Connect and lock down. Bifrost is deployed in the same VPC. On Connections they add the Ollama provider (local) and the Azure DevOps source. They set BIFROST_AIR_GAP=1 and lock it. The air-gap test asserts zero external calls; the audit log records the posture on every job.
Assess and forecast. They run the audit — the portfolio heatmap, the Assessment of source inventory, the Forecast of GitHub cost, and the Coverage matrix — all computed deterministically, no model involved.
Convert locally. Bulk, mechanical gap-fills run against the small local model overnight. The handful of classic-pipeline gaps that need real reasoning are routed to a larger model on the same GPU. Not one byte leaves the network.
Review and deliver. Engineers review each proposal in the three-pane diff, ask the grounded assistant — also local — about cost or coverage, approve or edit, and Bifrost opens pull requests. The change board gets the per-project PDF report.

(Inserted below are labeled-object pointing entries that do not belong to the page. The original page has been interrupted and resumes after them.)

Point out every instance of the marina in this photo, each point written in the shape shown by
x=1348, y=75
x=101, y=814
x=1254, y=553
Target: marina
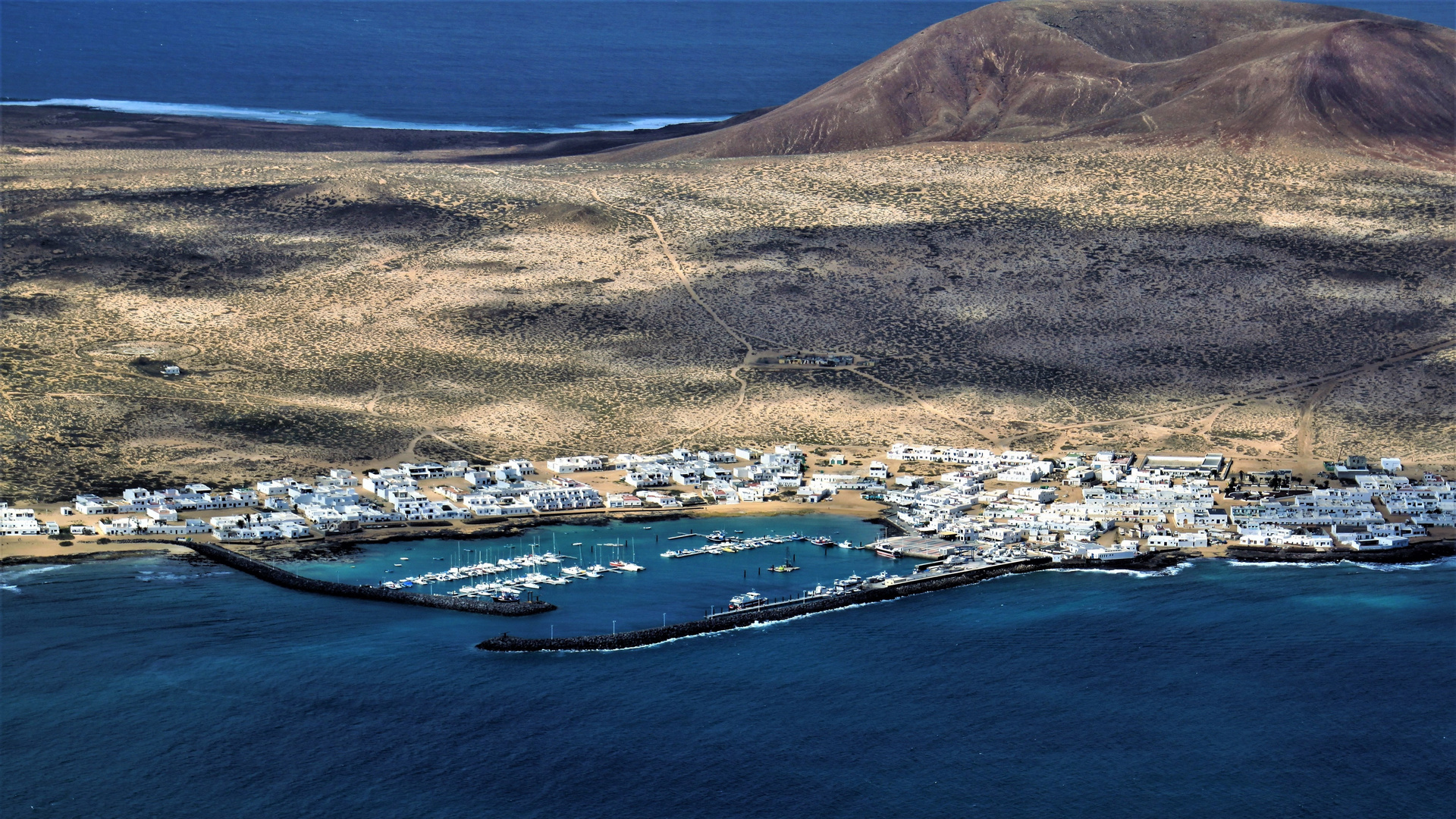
x=595, y=591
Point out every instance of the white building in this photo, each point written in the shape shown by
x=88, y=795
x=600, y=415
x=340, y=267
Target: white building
x=18, y=521
x=576, y=464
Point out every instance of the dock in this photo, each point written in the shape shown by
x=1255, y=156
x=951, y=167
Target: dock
x=783, y=610
x=916, y=545
x=290, y=580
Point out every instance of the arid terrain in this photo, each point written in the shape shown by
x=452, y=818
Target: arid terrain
x=354, y=308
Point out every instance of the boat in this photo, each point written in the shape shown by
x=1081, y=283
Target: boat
x=745, y=601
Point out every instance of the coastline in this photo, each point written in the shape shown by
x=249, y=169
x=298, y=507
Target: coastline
x=73, y=126
x=334, y=545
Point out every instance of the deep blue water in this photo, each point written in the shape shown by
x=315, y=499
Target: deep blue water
x=475, y=64
x=1212, y=691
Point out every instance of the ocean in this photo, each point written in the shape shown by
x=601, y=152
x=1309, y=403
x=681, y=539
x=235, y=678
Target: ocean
x=535, y=64
x=159, y=689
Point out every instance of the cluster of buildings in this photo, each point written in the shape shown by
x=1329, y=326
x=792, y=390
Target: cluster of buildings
x=1164, y=502
x=1066, y=504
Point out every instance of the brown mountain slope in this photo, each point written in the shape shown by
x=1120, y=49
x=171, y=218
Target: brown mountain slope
x=1238, y=72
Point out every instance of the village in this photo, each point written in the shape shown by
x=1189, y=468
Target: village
x=1098, y=506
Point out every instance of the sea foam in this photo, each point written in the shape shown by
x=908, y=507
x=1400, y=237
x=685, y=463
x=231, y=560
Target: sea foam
x=294, y=117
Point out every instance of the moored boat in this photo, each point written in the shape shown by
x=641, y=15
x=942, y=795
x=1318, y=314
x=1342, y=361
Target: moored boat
x=745, y=601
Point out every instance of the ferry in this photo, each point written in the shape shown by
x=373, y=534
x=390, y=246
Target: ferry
x=745, y=601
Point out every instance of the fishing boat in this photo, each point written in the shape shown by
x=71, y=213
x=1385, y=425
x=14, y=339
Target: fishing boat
x=745, y=601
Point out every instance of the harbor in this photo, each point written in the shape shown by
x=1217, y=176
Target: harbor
x=805, y=604
x=593, y=595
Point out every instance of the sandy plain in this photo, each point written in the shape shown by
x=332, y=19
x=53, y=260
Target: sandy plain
x=360, y=308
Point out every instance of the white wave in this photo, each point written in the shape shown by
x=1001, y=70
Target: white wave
x=1402, y=566
x=150, y=576
x=294, y=117
x=1166, y=572
x=8, y=579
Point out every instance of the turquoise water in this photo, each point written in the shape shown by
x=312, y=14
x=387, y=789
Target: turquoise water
x=158, y=689
x=536, y=64
x=669, y=589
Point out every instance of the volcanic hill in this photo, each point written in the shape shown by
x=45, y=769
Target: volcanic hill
x=1235, y=72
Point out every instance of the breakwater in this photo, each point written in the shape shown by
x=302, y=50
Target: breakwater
x=290, y=580
x=1414, y=553
x=752, y=617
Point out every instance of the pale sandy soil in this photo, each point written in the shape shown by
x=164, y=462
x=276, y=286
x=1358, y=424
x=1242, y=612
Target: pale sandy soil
x=369, y=308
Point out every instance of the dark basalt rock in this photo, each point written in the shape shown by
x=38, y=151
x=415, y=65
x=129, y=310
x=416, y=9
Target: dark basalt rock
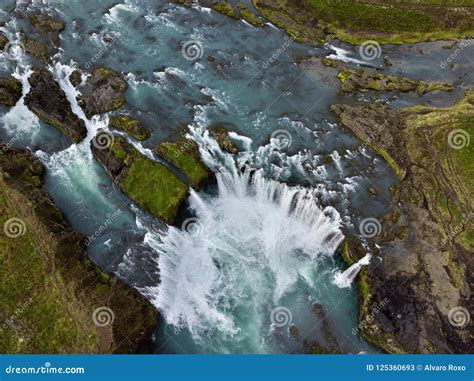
x=3, y=41
x=48, y=101
x=63, y=250
x=103, y=92
x=10, y=91
x=35, y=48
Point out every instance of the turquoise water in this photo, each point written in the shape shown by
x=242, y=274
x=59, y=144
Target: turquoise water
x=259, y=258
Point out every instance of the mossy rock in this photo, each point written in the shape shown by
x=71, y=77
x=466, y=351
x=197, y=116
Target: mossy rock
x=184, y=155
x=49, y=102
x=131, y=126
x=103, y=92
x=46, y=23
x=35, y=48
x=10, y=91
x=151, y=185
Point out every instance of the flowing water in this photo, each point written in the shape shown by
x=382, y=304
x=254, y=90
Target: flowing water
x=253, y=268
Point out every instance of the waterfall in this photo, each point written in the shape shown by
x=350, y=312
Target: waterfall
x=246, y=248
x=345, y=279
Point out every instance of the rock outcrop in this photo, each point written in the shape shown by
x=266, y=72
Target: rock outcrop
x=424, y=279
x=49, y=102
x=58, y=301
x=103, y=92
x=151, y=185
x=10, y=91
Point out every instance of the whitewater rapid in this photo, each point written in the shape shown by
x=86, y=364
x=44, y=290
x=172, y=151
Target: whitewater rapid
x=227, y=268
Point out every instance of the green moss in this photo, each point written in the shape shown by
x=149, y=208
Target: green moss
x=226, y=10
x=33, y=318
x=131, y=126
x=184, y=155
x=154, y=188
x=249, y=16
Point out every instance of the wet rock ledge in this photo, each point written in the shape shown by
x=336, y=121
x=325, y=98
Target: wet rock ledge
x=54, y=299
x=408, y=299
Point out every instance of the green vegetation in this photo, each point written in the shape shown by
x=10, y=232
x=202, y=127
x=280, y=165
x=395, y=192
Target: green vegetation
x=248, y=16
x=10, y=91
x=356, y=21
x=184, y=155
x=226, y=10
x=154, y=188
x=131, y=126
x=34, y=317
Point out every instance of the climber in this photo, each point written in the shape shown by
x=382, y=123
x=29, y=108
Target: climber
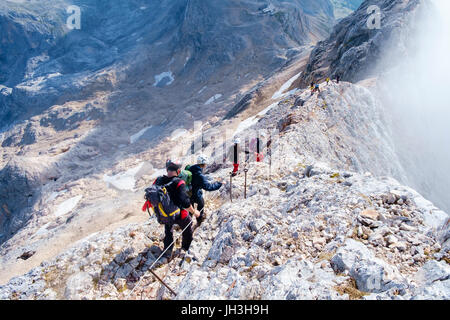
x=256, y=146
x=317, y=88
x=176, y=189
x=233, y=153
x=199, y=183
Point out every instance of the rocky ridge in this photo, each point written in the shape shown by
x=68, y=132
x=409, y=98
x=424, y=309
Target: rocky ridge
x=309, y=231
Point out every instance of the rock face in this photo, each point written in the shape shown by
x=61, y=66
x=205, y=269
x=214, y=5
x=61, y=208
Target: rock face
x=197, y=39
x=322, y=218
x=331, y=234
x=130, y=63
x=353, y=50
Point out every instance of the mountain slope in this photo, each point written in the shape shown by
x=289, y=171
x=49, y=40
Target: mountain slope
x=303, y=233
x=132, y=65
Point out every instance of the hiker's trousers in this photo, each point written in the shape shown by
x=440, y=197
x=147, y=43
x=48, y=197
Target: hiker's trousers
x=200, y=204
x=187, y=234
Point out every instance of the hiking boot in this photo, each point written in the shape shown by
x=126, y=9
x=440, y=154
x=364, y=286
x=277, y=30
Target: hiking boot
x=200, y=220
x=167, y=255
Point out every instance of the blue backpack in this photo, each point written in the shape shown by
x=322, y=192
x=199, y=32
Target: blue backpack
x=165, y=210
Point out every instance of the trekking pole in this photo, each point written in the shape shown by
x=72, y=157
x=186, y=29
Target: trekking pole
x=245, y=183
x=162, y=281
x=231, y=187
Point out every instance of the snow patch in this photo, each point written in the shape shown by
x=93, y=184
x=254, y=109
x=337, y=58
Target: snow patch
x=54, y=195
x=247, y=123
x=164, y=79
x=135, y=137
x=202, y=89
x=279, y=94
x=67, y=206
x=214, y=98
x=263, y=112
x=125, y=180
x=178, y=133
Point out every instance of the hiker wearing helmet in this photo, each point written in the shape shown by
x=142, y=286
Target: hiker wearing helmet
x=200, y=182
x=176, y=189
x=257, y=146
x=233, y=154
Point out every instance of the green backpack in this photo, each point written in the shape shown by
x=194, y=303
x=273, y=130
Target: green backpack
x=186, y=175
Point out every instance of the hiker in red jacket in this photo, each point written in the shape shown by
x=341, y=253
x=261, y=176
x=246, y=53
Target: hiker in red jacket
x=176, y=188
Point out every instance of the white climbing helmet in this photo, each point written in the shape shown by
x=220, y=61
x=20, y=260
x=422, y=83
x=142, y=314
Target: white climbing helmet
x=202, y=159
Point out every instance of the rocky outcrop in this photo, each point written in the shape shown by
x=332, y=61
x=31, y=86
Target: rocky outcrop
x=307, y=231
x=354, y=51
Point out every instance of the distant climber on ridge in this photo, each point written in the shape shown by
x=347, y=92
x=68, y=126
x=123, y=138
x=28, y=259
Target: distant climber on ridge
x=257, y=146
x=171, y=205
x=200, y=182
x=233, y=154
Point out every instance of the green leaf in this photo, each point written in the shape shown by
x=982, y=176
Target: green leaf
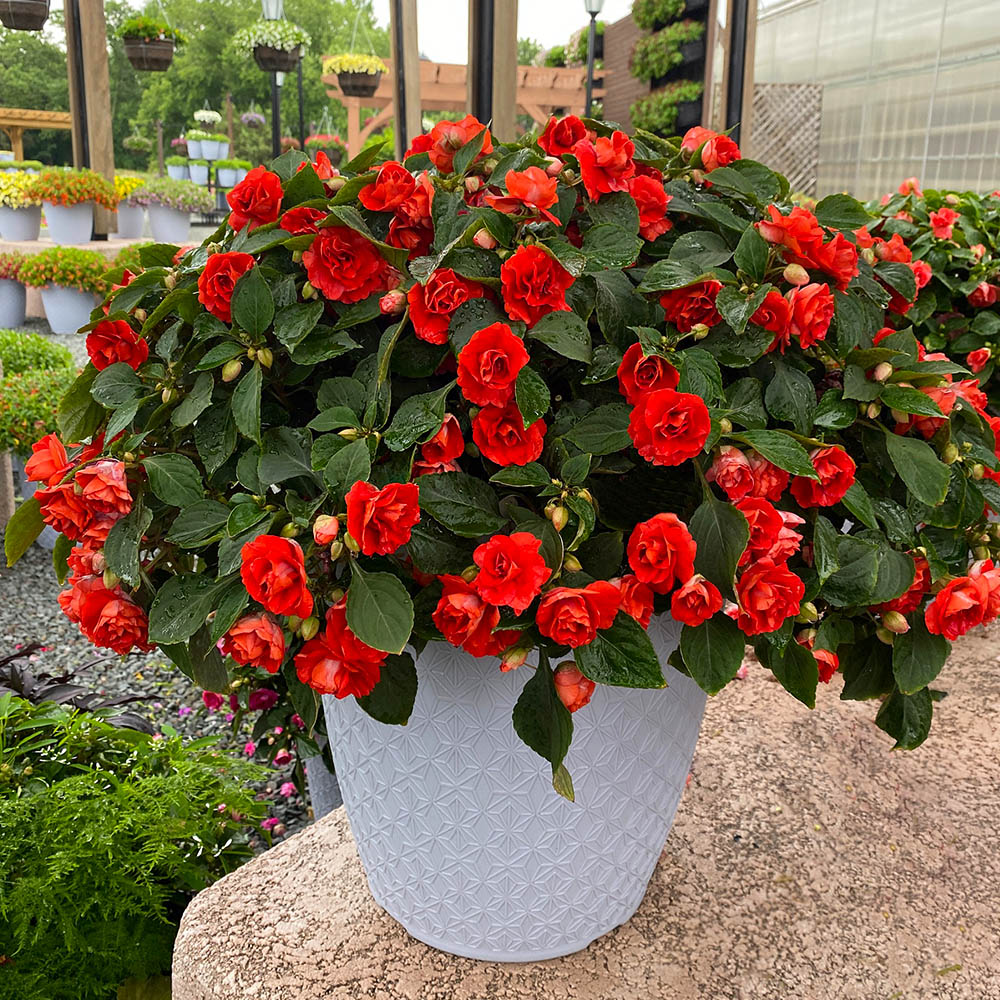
x=121, y=549
x=713, y=652
x=419, y=418
x=253, y=304
x=781, y=450
x=246, y=403
x=751, y=254
x=622, y=655
x=924, y=474
x=603, y=431
x=391, y=700
x=721, y=533
x=906, y=718
x=841, y=211
x=462, y=503
x=175, y=479
x=565, y=333
x=22, y=529
x=532, y=395
x=181, y=607
x=918, y=656
x=379, y=610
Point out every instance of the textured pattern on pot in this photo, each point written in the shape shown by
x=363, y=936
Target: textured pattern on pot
x=461, y=836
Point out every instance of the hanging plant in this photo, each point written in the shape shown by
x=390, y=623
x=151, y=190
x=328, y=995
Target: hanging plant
x=276, y=46
x=358, y=75
x=149, y=44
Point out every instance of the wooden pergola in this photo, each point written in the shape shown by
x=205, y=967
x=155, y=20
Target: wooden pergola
x=540, y=91
x=14, y=121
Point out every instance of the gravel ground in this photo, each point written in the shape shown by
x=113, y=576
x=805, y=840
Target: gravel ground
x=29, y=614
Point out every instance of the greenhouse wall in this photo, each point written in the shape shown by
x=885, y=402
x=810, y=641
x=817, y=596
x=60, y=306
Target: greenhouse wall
x=910, y=87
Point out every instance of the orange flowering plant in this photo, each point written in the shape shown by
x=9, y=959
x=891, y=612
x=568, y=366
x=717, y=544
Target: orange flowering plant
x=521, y=398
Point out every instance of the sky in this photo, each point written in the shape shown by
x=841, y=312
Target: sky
x=442, y=25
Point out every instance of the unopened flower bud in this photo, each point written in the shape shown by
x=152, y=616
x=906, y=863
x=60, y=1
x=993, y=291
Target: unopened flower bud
x=895, y=622
x=485, y=240
x=796, y=274
x=392, y=303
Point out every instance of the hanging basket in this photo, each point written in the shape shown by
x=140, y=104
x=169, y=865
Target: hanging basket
x=273, y=60
x=24, y=15
x=150, y=54
x=358, y=84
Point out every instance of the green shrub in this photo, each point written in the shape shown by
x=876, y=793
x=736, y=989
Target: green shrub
x=105, y=835
x=29, y=402
x=25, y=352
x=656, y=55
x=658, y=112
x=649, y=14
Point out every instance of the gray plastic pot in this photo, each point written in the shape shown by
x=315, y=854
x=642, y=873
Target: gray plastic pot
x=461, y=835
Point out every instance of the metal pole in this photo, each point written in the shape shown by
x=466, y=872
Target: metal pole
x=275, y=116
x=591, y=45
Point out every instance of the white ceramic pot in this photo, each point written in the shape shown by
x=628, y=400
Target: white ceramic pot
x=67, y=309
x=463, y=839
x=131, y=221
x=70, y=223
x=20, y=223
x=169, y=225
x=12, y=302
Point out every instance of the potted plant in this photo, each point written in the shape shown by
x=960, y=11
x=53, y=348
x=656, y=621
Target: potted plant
x=676, y=450
x=170, y=204
x=194, y=137
x=68, y=278
x=24, y=15
x=68, y=198
x=358, y=75
x=177, y=168
x=131, y=212
x=20, y=212
x=12, y=295
x=276, y=46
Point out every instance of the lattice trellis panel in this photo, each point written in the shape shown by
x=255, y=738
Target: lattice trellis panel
x=785, y=132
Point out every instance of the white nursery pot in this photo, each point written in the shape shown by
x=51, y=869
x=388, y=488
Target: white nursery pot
x=70, y=223
x=13, y=297
x=131, y=220
x=20, y=223
x=461, y=834
x=169, y=225
x=67, y=309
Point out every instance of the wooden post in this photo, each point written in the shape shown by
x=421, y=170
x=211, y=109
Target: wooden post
x=406, y=73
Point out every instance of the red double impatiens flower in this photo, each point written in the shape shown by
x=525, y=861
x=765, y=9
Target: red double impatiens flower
x=380, y=520
x=113, y=341
x=511, y=570
x=669, y=427
x=572, y=616
x=534, y=284
x=217, y=282
x=256, y=199
x=344, y=266
x=273, y=571
x=255, y=641
x=488, y=365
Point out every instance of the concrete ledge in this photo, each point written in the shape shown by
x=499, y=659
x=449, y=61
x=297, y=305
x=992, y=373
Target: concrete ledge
x=806, y=863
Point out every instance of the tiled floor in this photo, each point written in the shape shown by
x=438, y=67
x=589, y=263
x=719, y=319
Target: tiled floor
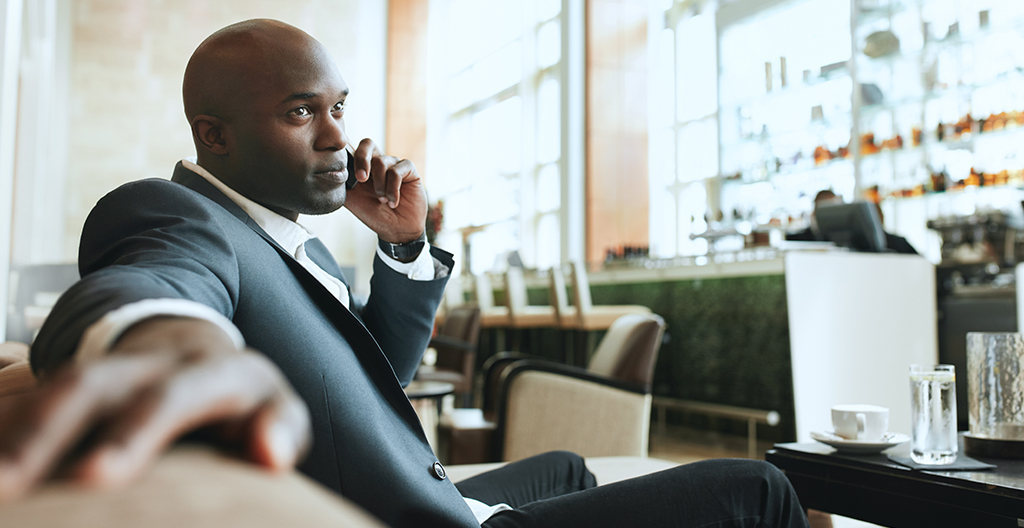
x=685, y=445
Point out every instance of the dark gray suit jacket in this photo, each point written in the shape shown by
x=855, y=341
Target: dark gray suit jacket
x=183, y=238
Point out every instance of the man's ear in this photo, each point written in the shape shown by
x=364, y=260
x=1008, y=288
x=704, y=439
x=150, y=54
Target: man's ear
x=212, y=133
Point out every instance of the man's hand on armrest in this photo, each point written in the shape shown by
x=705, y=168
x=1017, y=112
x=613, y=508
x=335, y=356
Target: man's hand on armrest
x=105, y=422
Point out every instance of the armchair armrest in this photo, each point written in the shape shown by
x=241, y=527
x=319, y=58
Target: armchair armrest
x=493, y=369
x=445, y=342
x=546, y=406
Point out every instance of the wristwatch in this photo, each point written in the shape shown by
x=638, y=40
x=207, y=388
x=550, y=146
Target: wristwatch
x=402, y=252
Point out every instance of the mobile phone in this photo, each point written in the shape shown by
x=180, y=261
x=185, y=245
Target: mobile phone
x=350, y=182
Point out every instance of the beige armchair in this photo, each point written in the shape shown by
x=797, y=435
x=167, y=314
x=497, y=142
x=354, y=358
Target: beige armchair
x=532, y=405
x=456, y=345
x=601, y=411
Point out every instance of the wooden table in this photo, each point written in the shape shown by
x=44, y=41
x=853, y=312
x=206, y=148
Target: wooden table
x=425, y=397
x=873, y=489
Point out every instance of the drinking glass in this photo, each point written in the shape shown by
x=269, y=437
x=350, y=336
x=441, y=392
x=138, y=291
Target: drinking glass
x=933, y=414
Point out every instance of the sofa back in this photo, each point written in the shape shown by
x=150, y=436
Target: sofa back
x=15, y=375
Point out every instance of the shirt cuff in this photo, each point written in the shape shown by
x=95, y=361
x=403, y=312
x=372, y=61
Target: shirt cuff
x=420, y=269
x=100, y=336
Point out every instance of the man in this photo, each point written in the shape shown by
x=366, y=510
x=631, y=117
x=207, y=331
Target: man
x=178, y=275
x=894, y=243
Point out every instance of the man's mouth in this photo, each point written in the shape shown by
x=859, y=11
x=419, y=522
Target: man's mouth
x=336, y=173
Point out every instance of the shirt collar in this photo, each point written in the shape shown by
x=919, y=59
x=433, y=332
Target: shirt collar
x=289, y=234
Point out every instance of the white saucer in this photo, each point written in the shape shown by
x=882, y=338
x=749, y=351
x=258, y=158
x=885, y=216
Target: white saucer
x=858, y=446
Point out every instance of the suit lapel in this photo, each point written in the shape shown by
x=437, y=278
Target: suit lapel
x=360, y=341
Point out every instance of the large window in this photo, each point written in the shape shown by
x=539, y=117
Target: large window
x=496, y=129
x=756, y=92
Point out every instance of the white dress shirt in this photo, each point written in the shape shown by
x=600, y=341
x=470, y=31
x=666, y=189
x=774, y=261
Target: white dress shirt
x=100, y=336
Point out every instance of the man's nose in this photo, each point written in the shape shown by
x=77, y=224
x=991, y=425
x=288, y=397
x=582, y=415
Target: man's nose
x=331, y=134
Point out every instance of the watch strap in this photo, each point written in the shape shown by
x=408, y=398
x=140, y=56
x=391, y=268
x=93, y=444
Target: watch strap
x=403, y=252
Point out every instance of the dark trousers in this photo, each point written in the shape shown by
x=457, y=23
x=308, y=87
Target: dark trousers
x=556, y=489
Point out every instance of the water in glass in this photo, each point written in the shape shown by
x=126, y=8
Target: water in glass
x=933, y=410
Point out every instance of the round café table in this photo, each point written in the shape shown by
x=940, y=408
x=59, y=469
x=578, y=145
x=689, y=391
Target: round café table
x=426, y=397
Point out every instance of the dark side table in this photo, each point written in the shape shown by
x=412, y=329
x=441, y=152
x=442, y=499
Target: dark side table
x=873, y=489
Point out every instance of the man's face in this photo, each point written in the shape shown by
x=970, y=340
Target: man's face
x=290, y=137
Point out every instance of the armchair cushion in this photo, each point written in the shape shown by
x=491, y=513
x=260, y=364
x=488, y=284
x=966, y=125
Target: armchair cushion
x=15, y=374
x=547, y=406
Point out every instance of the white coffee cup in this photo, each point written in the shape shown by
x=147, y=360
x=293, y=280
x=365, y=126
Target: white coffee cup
x=861, y=423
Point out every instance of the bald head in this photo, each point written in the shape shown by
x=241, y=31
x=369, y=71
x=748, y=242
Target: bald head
x=266, y=102
x=236, y=64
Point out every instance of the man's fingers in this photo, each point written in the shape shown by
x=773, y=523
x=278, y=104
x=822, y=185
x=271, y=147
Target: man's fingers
x=378, y=172
x=366, y=151
x=55, y=418
x=218, y=389
x=280, y=433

The migration runs at portfolio scale, semantically assisted, fully reviewed — and provably inside the bank’s walls.

How it should be used

Small model for bulk, bigger for hard. Don’t reach for a large model to fill a PublishBuildArtifacts gap; a small local model does it. Save the GPU/larger model for the classic-pipeline tail.
Air-gap on, and locked. Turn it on and lock it for regulated work; let the zero-egress test be part of your evidence.
Review-first, always. The local model fills gaps from the diff and explains them; a human still approves every change before a PR. The model never scores risk and never prices cost — those stay deterministic.

If you can run one small model on one machine inside your network, you can run a reviewed, documented, portfolio-scale migration without any pipeline data ever leaving it.